The important thing for you to remember is not to panic. And don’t take this out on your girlfriend. You both had a hand in creating this pregnancy- and you both have to deal with the consequences. She is going through a lot more physical trauma than you are right now, and just as much emotional upset. Your job is to be there for her, and be supportive to her.
You should calmly sit down, take a deep breath, and have a talk together about what you both want for the future. You are going to have to face this with courage and a sense of responsibility. She may agree with you that an abortion is the best route right now- in which case you should look together for a nearby Planned Parenthood. You should go with her to the appointments and give her a lot of emotional support as she makes this decision. DO NOT make this about your own insecurities. You can deal with them later. Right now, you should take care of her through this process- it is not an easy one.

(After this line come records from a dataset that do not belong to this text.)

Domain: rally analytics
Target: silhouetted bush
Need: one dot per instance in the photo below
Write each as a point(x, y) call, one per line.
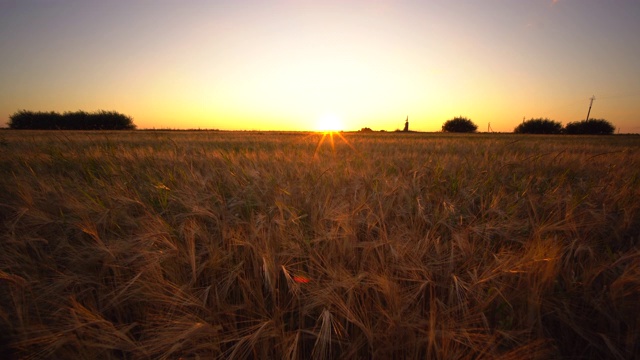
point(79, 120)
point(459, 124)
point(539, 126)
point(590, 127)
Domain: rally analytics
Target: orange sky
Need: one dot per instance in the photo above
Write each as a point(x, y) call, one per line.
point(289, 64)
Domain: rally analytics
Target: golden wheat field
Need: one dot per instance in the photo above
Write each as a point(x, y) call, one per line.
point(247, 245)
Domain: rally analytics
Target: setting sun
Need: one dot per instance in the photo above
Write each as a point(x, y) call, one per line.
point(329, 123)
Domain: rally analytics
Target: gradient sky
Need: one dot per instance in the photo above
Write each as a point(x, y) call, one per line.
point(286, 64)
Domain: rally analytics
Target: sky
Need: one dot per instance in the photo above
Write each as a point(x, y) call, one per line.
point(309, 65)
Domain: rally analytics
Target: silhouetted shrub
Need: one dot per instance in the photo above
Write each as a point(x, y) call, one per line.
point(539, 126)
point(79, 120)
point(591, 127)
point(459, 124)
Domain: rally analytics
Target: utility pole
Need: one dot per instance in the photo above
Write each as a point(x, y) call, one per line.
point(593, 97)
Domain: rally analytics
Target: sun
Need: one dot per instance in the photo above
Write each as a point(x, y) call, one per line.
point(329, 123)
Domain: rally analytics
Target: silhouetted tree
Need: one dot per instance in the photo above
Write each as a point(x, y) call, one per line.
point(539, 126)
point(590, 127)
point(459, 124)
point(79, 120)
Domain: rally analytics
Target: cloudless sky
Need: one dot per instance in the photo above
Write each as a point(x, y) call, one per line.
point(292, 64)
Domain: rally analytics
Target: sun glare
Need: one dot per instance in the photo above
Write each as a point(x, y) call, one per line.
point(329, 123)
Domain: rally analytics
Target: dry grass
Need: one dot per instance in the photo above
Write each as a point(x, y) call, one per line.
point(198, 245)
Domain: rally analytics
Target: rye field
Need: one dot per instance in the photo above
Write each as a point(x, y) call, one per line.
point(248, 245)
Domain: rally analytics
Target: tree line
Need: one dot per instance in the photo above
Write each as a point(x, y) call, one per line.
point(78, 120)
point(539, 126)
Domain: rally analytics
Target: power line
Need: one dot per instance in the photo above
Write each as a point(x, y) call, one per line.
point(593, 97)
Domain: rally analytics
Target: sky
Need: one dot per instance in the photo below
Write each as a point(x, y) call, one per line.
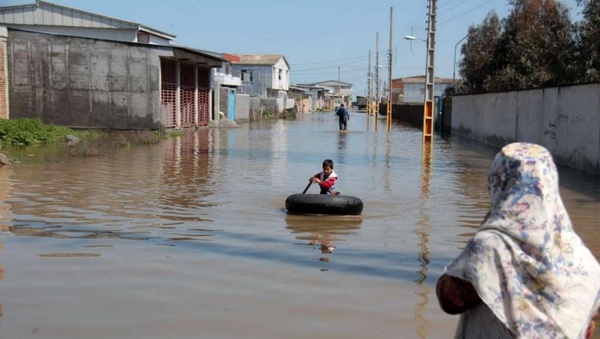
point(321, 39)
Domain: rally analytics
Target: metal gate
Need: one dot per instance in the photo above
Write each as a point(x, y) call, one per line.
point(232, 104)
point(186, 98)
point(203, 112)
point(187, 92)
point(168, 91)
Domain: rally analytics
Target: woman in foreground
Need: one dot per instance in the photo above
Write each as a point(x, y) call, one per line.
point(525, 273)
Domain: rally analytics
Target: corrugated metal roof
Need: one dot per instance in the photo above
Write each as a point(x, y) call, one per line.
point(50, 14)
point(332, 83)
point(260, 59)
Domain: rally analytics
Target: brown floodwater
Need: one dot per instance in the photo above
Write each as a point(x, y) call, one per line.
point(190, 238)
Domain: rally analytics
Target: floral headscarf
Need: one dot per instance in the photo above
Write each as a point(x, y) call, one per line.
point(525, 261)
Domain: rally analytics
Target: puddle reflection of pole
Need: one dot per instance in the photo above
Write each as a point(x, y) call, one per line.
point(6, 216)
point(422, 232)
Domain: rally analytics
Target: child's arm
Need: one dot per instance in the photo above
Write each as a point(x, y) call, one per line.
point(327, 183)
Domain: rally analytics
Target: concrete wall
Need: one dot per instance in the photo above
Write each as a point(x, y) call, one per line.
point(410, 113)
point(565, 120)
point(80, 82)
point(242, 107)
point(414, 92)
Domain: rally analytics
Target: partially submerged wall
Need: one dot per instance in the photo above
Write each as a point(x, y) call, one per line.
point(565, 120)
point(82, 82)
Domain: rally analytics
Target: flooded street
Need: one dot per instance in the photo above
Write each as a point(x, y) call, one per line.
point(190, 238)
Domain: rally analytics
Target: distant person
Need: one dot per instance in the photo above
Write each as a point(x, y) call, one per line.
point(343, 117)
point(326, 179)
point(525, 273)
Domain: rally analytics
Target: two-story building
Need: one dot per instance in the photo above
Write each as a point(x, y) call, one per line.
point(80, 69)
point(412, 89)
point(262, 75)
point(336, 92)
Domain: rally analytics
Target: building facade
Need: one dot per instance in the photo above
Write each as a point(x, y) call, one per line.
point(82, 69)
point(412, 89)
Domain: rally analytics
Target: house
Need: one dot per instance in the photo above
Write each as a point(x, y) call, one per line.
point(81, 69)
point(412, 89)
point(265, 76)
point(308, 98)
point(337, 92)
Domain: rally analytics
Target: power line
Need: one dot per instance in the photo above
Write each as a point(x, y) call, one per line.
point(332, 61)
point(467, 12)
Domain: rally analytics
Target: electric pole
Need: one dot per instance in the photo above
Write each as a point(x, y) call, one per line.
point(369, 86)
point(389, 105)
point(377, 74)
point(428, 104)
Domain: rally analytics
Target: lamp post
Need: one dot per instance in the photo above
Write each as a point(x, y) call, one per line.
point(410, 37)
point(454, 68)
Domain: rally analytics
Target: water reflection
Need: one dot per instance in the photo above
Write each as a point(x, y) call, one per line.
point(422, 231)
point(6, 188)
point(322, 232)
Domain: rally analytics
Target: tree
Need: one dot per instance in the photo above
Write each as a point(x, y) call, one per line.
point(588, 41)
point(536, 47)
point(478, 53)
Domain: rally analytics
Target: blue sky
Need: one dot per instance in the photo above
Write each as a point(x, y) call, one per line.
point(315, 36)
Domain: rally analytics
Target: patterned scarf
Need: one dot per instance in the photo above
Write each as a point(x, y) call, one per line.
point(525, 261)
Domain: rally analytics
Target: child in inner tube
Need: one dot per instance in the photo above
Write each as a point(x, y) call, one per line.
point(326, 179)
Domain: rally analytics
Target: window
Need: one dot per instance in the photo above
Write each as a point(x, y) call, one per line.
point(246, 75)
point(143, 37)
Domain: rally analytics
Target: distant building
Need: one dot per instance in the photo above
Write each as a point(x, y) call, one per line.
point(224, 75)
point(412, 89)
point(337, 92)
point(265, 76)
point(308, 98)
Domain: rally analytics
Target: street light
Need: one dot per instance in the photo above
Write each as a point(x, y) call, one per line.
point(410, 37)
point(454, 68)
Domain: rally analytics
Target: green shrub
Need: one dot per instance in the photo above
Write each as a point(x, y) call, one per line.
point(26, 132)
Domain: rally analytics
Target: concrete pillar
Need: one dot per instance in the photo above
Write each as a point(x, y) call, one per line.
point(3, 73)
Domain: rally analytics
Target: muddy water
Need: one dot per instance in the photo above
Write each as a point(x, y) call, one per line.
point(190, 239)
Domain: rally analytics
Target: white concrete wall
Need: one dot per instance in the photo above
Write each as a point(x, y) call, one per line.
point(565, 120)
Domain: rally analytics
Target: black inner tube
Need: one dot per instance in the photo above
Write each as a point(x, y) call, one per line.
point(323, 204)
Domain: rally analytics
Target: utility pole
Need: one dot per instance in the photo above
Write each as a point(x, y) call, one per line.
point(377, 74)
point(389, 103)
point(339, 86)
point(369, 86)
point(428, 105)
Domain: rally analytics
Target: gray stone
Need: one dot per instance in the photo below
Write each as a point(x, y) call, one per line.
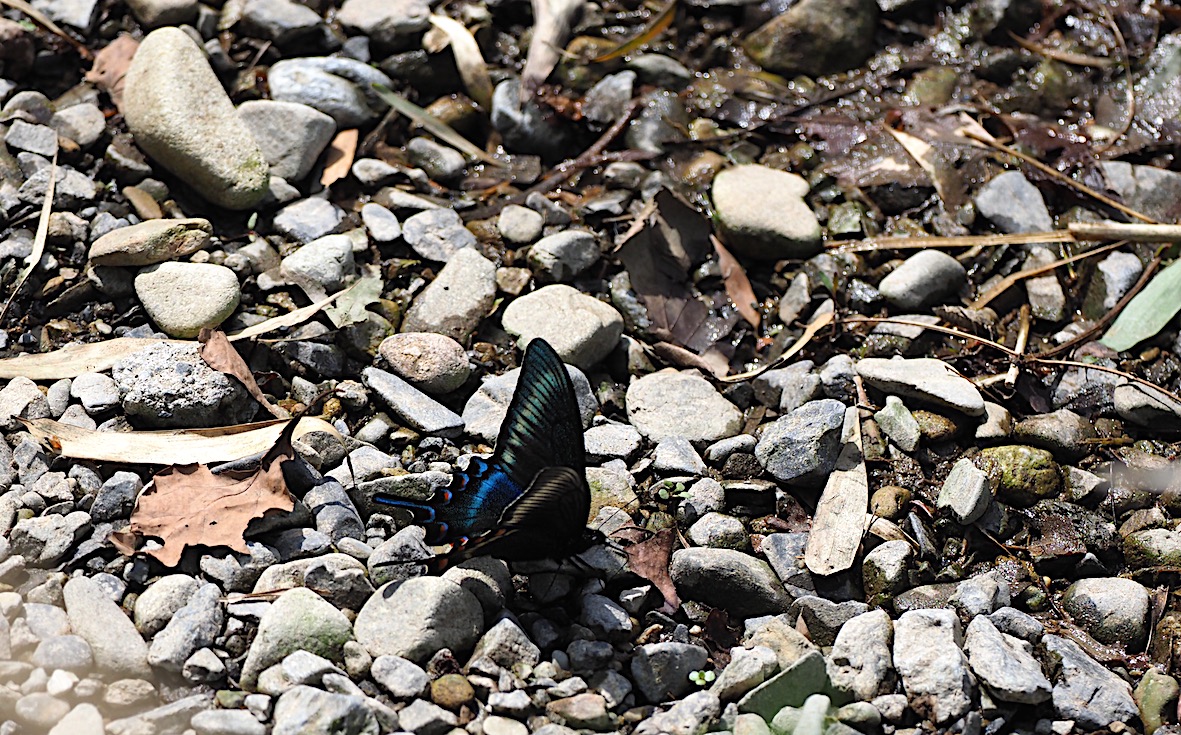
point(1111, 609)
point(725, 578)
point(291, 136)
point(860, 661)
point(382, 223)
point(925, 379)
point(308, 219)
point(169, 79)
point(183, 298)
point(1085, 691)
point(966, 493)
point(437, 234)
point(417, 617)
point(457, 300)
point(802, 447)
point(1013, 205)
point(671, 403)
point(113, 639)
point(485, 410)
point(170, 385)
point(298, 620)
point(761, 213)
point(934, 671)
point(417, 409)
point(580, 327)
point(195, 625)
point(1005, 664)
point(333, 85)
point(562, 255)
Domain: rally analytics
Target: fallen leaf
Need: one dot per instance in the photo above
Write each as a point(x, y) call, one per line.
point(552, 24)
point(111, 64)
point(656, 27)
point(472, 69)
point(339, 158)
point(1148, 312)
point(737, 284)
point(220, 355)
point(170, 447)
point(43, 228)
point(350, 309)
point(434, 125)
point(650, 560)
point(188, 505)
point(72, 361)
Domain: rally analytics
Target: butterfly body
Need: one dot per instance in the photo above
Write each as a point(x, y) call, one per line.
point(530, 499)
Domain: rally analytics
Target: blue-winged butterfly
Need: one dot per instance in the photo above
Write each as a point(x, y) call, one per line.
point(530, 499)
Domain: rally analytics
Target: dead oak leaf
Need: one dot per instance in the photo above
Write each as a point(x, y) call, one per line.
point(188, 505)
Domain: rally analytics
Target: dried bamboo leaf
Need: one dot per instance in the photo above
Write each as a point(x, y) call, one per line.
point(472, 67)
point(171, 447)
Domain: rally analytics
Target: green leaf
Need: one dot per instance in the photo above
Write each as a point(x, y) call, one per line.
point(350, 307)
point(1147, 313)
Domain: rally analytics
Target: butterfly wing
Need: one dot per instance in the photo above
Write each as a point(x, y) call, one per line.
point(548, 520)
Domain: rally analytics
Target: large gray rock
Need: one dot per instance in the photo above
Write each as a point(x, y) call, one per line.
point(181, 116)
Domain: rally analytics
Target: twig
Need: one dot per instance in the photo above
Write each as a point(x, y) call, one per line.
point(987, 140)
point(1013, 278)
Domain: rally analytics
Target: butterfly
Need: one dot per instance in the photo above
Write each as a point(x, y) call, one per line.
point(530, 499)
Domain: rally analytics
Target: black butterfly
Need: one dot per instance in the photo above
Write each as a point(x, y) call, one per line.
point(530, 500)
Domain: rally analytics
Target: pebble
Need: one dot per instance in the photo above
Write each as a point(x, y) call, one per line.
point(298, 620)
point(457, 300)
point(934, 671)
point(291, 135)
point(1005, 664)
point(418, 410)
point(326, 262)
point(382, 223)
point(761, 213)
point(581, 329)
point(802, 447)
point(562, 255)
point(924, 280)
point(1085, 691)
point(437, 234)
point(432, 363)
point(680, 403)
point(214, 153)
point(307, 219)
point(281, 21)
point(1113, 610)
point(415, 618)
point(1013, 205)
point(925, 379)
point(150, 242)
point(520, 225)
point(113, 639)
point(183, 298)
point(965, 493)
point(333, 85)
point(899, 424)
point(731, 579)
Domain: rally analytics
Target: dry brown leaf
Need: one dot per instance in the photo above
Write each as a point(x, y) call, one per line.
point(188, 505)
point(472, 69)
point(737, 284)
point(650, 560)
point(170, 447)
point(339, 158)
point(111, 64)
point(220, 355)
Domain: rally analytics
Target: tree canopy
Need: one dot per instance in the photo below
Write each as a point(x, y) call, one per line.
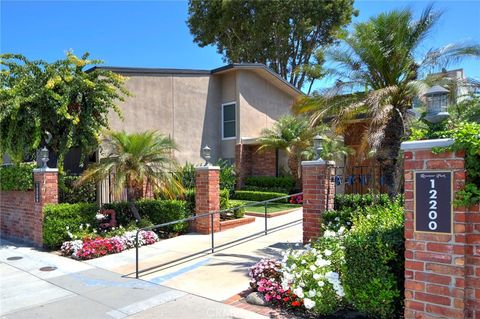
point(284, 35)
point(38, 98)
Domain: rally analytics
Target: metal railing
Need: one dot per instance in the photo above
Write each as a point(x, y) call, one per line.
point(211, 214)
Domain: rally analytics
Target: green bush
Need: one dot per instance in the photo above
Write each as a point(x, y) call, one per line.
point(270, 183)
point(256, 196)
point(189, 197)
point(70, 193)
point(60, 219)
point(17, 177)
point(348, 207)
point(374, 261)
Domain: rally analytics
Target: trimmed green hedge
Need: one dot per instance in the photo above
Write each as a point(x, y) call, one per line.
point(57, 217)
point(256, 196)
point(282, 184)
point(17, 177)
point(373, 274)
point(68, 192)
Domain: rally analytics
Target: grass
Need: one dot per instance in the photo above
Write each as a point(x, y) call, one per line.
point(271, 208)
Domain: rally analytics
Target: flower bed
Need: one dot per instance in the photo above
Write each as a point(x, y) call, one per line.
point(89, 248)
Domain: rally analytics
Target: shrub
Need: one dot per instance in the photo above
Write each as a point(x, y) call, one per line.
point(374, 257)
point(259, 196)
point(17, 177)
point(60, 219)
point(347, 207)
point(314, 275)
point(70, 193)
point(270, 183)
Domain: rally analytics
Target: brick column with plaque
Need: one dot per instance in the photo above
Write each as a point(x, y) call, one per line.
point(442, 272)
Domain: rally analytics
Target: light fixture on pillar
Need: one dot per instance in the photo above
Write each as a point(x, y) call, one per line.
point(437, 104)
point(44, 156)
point(317, 145)
point(207, 154)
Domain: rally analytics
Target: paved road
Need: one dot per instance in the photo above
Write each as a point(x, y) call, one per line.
point(79, 290)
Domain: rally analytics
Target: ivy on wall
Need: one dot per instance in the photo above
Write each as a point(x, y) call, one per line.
point(17, 177)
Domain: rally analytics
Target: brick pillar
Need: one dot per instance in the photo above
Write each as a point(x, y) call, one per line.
point(207, 198)
point(439, 267)
point(318, 195)
point(45, 182)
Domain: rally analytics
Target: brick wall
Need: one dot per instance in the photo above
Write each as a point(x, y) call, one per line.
point(249, 161)
point(441, 270)
point(21, 217)
point(16, 215)
point(207, 198)
point(318, 196)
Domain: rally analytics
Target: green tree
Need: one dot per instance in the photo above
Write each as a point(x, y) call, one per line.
point(292, 134)
point(37, 97)
point(136, 159)
point(378, 61)
point(281, 34)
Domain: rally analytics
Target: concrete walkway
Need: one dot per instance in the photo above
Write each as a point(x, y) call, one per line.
point(36, 284)
point(215, 276)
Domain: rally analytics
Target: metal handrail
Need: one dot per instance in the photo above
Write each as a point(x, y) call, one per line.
point(211, 214)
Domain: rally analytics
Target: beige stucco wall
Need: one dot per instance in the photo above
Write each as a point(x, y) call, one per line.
point(260, 103)
point(184, 107)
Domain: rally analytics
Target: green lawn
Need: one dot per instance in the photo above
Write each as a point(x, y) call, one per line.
point(271, 208)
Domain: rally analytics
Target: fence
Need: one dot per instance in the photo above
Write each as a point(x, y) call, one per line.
point(205, 215)
point(358, 179)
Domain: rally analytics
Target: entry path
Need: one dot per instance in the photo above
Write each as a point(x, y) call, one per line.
point(74, 289)
point(215, 276)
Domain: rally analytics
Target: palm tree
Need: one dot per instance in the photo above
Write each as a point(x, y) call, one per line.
point(136, 159)
point(377, 63)
point(292, 134)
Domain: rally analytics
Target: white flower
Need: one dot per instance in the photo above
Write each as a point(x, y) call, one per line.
point(308, 303)
point(299, 292)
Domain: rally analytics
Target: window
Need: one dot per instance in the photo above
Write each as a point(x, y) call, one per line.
point(228, 121)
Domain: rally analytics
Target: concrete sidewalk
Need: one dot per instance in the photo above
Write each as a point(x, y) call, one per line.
point(215, 276)
point(36, 284)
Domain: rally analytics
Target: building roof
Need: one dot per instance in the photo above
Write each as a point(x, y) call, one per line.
point(226, 68)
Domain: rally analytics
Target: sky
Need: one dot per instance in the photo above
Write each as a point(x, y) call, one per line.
point(155, 33)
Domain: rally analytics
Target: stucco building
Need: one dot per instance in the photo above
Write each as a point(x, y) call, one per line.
point(225, 108)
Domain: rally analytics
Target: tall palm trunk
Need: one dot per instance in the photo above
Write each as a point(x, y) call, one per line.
point(388, 154)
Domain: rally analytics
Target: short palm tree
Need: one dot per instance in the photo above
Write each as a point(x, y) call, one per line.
point(377, 63)
point(293, 135)
point(136, 159)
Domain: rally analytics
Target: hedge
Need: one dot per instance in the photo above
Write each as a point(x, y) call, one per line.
point(257, 196)
point(57, 217)
point(17, 177)
point(373, 276)
point(269, 183)
point(68, 192)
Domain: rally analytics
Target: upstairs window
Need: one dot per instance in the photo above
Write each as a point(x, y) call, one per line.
point(228, 121)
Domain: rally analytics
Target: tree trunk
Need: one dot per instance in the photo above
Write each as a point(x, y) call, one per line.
point(388, 154)
point(132, 196)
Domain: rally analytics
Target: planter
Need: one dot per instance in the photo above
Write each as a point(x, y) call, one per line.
point(229, 224)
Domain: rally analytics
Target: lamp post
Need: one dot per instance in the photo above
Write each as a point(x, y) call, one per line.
point(437, 104)
point(44, 156)
point(317, 145)
point(207, 154)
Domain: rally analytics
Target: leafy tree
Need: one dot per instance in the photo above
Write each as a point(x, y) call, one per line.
point(136, 159)
point(37, 97)
point(292, 134)
point(281, 34)
point(378, 62)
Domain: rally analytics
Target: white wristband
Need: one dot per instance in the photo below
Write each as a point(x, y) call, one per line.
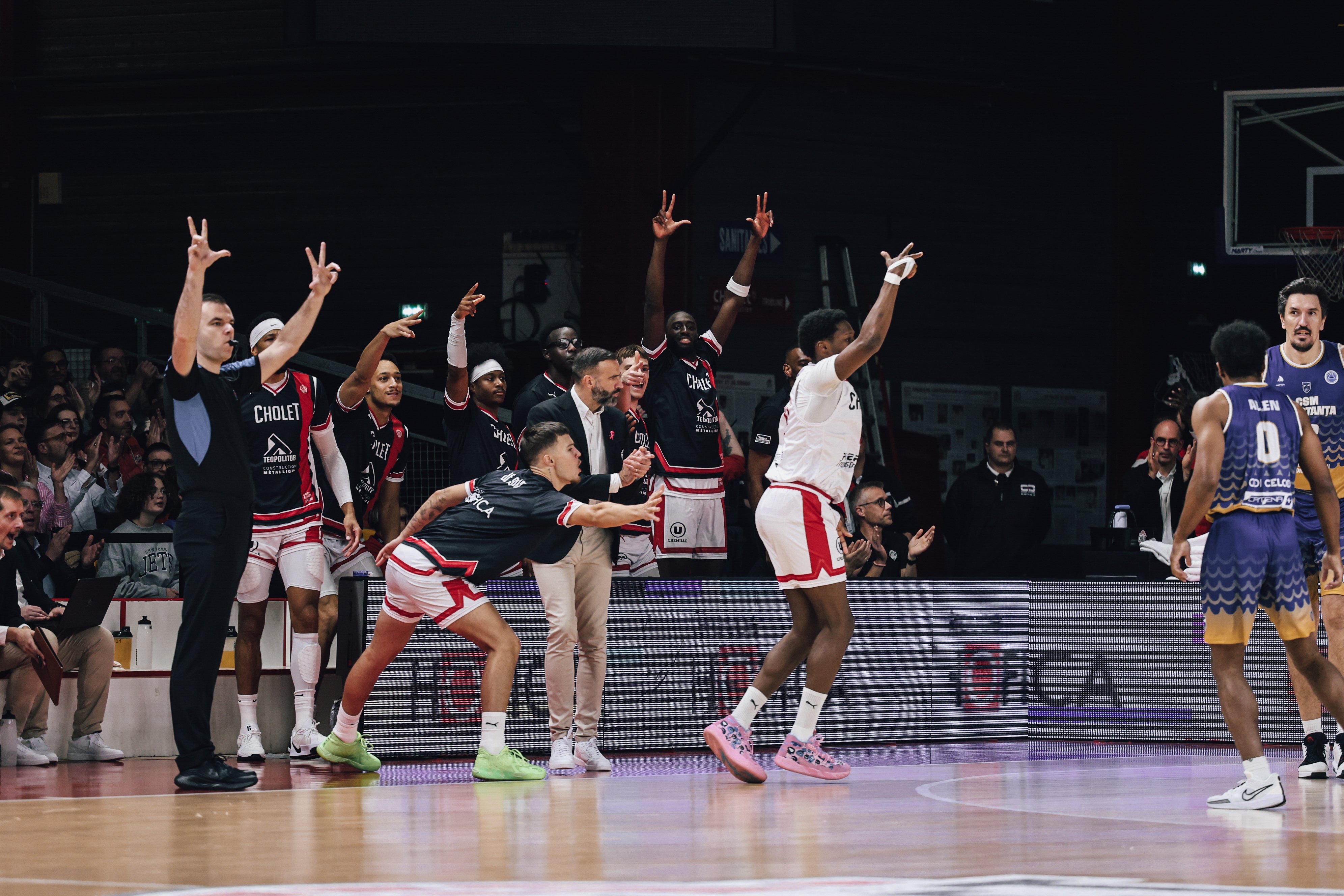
point(905, 265)
point(457, 343)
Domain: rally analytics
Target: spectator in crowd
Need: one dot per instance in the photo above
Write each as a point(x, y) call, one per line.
point(17, 371)
point(888, 558)
point(30, 576)
point(14, 412)
point(765, 428)
point(146, 569)
point(560, 346)
point(86, 494)
point(112, 417)
point(998, 512)
point(1155, 489)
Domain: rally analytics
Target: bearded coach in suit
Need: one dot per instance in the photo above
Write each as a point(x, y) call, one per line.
point(577, 590)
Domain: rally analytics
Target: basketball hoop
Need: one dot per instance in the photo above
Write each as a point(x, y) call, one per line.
point(1320, 254)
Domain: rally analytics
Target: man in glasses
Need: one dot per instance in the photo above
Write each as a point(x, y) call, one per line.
point(1155, 491)
point(560, 344)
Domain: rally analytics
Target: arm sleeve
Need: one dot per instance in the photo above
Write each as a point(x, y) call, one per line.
point(336, 473)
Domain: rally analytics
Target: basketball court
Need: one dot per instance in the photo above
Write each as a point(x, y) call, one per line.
point(905, 821)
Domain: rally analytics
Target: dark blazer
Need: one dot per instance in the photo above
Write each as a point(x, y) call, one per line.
point(619, 445)
point(33, 569)
point(1142, 494)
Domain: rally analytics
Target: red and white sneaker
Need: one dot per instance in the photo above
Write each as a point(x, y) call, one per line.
point(808, 758)
point(732, 744)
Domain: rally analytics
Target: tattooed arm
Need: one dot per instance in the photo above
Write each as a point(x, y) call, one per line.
point(440, 502)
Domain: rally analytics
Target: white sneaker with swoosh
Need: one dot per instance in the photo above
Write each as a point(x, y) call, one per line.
point(1265, 793)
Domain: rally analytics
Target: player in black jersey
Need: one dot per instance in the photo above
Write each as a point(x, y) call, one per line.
point(683, 408)
point(478, 381)
point(560, 344)
point(439, 566)
point(281, 418)
point(635, 558)
point(374, 445)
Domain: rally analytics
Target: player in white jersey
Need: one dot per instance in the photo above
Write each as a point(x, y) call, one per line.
point(800, 526)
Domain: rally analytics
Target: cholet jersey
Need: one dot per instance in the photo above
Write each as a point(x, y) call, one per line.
point(506, 516)
point(277, 420)
point(1261, 441)
point(819, 433)
point(1319, 389)
point(374, 457)
point(682, 408)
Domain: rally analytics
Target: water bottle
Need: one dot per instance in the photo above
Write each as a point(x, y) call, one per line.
point(8, 741)
point(144, 645)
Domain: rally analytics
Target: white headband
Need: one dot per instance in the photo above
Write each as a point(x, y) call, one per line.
point(486, 367)
point(261, 330)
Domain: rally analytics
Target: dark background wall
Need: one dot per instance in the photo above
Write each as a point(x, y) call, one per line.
point(1060, 163)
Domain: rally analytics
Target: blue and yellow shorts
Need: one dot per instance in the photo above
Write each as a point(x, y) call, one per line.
point(1252, 561)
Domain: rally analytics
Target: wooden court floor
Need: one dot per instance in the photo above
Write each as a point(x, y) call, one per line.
point(1107, 811)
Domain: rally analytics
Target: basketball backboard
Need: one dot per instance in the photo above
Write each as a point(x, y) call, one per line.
point(1283, 166)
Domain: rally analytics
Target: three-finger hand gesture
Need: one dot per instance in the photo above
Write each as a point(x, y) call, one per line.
point(467, 307)
point(325, 272)
point(764, 220)
point(663, 224)
point(201, 256)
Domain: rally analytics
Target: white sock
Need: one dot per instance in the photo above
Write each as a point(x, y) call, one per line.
point(1256, 769)
point(347, 726)
point(493, 733)
point(751, 704)
point(810, 710)
point(248, 711)
point(304, 666)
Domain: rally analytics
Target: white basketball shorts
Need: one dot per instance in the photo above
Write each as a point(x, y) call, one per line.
point(693, 522)
point(298, 553)
point(797, 526)
point(417, 589)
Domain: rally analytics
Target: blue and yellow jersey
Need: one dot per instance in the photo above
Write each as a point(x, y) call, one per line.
point(1261, 441)
point(1319, 389)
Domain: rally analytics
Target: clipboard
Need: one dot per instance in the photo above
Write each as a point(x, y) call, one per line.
point(50, 671)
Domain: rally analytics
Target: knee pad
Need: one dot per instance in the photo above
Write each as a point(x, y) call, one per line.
point(254, 586)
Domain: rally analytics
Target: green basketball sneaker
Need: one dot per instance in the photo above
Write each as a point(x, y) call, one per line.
point(506, 766)
point(357, 754)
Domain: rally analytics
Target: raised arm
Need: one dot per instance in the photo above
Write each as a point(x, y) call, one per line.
point(663, 227)
point(437, 503)
point(355, 387)
point(186, 323)
point(728, 316)
point(875, 326)
point(457, 385)
point(302, 323)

If she chooses to have the baby- you are going to have to be a dad. That is not as terrible as it sounds. You will simply have to work together to find a way to make this work. This doesn’t mean you have to live together or get married or date for the rest of your lives… it doesn’t mean you can’t go to college or will never hang with your friends again. It simply means that you have to take part in your child’s life and contribute to raising him/her. A coward would run away. A child would throw a temper tantrum and blame his girlfriend for everything. A man would be compassionate, kind and bravely face and accept the consequences of the decisions he makes in life. If you choose the first two reactions, you will hate yourself later. If you chose to be a man, you can at least be proud of who you are and how you handled yourself. Your life doesn’t end because of fatherhood.. It just requires you to grow.
Picture the man you admire most in your life, and then ask yourself what he would do.
when is the best time to start the natural miscarriage? and do we have to do all the techniques?